Les propositions de cinéma vont s'enchaîner, et Timsit se verra confier des seconds et des premiers rôles dans bon nombre de comédies à succès. Fidèle, il aime surtout travailler et re-travailler avec les mêmes comédiens ou metteurs en scènes. Ainsi, il rejoint Thierry Lhermitte avec qui il jouait dans Un indien dans la ville pour Le prince du Pacifique, sorti dernièrement. Sa collaboration avec Vincent Lindon dans La Crise, La belle verte et ensuite dans Paparazzi sera des plus truculentes. Mais son vrai "pote", c'est Richard Berry, son "boss" dans Pédale Douce et le metteur en scène de L'art (délicat) de la séduction qui sort cette semaine. Amusante inversion des rôles puisque Timsit dirigeait Berry en 1999 sur le tournage de Quasimodo d'El Paris, sa première réalisation.

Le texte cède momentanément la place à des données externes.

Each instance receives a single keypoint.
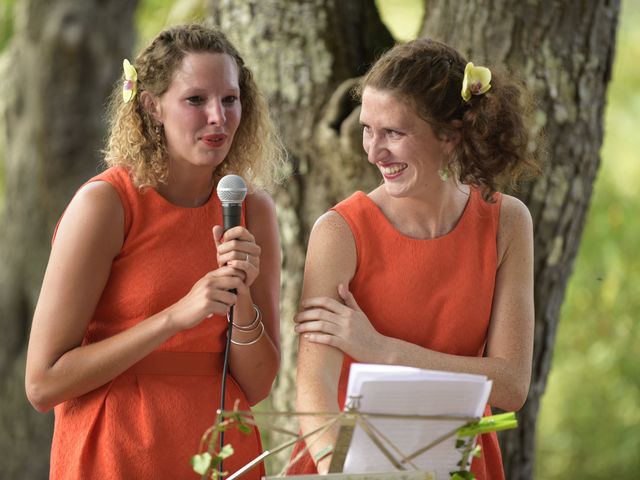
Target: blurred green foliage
(6, 22)
(589, 426)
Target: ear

En multipliant les casquettes, il tente l'aventure quand Alain Corneau lui propose le second rôle d'un film noir, Le cousin, où il fera équipe avec un autre comique, Alain Chabat.
Tous deux y sont surprenants de vérité dans cette sombre histoire policière loin de leurs "déconnades" habituelles. Timsit ne craindra pas de renouveler l'expérience en interprétant le psychopathe sadique et inquiétant dans Passage à l'acte. Pas de doute, en dix ans, Patrick Timsit a su s'imposer comme l'un des acteurs les plus complets et les plus reconnus du cinéma Français. La plupart des films dans lesquels il figure sont des succès et il n'est pas interdit de se demander si ce même succès est dû au choix habile du comédien sur ses projets ou à sa simple présence sur l'affiche.